The government will undertake a “fundamental reassessment” of the private finance initiative (PFI) to create an improved delivery model, chancellor George Osborne announced today.
The Treasury will lead the review that aims to create a new model that takes advantage of private sector expertise, but at a lower cost to the taxpayer.
The government is said to expect that the new model will be cheaper, will access a wider range of private sector financing sources and will strike a better balance of risk between the private and the public sectors.
The Treasury will also be looking to retain the benefits of PFI, including getting projects delivered to time and to budget, and giving the private sector “the right incentives to effectively manage risk”.

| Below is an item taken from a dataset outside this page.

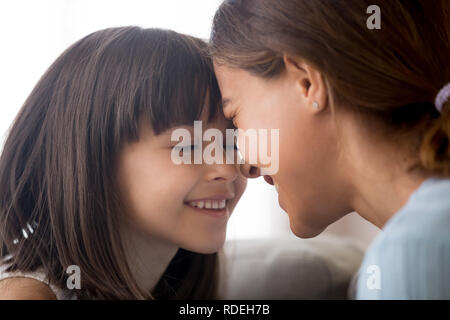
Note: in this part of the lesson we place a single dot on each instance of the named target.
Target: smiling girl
(87, 180)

The review will create a model which:
- Is less expensive and uses private sector innovation to deliver services more cost effectively;
- Can access a wider range of financing sources, including encouraging a stronger role to be played by pension fund investment;
- Strikes a better balance between risk and reward to the private sector;
- Has greater flexibility to accommodate changing public service needs over time;
- Maintains the incentive on the private sector to deliver capital projects to time and to budget, and to take performance risk on the delivery of services;
- Delivers an accelerated and cheaper procurement process;
- Gives greater financial transparency at all levels of the project, so that the public sector is confident that it is getting what it paid for, and that the taxpayer is sure it is getting a fair deal now and over the longer term.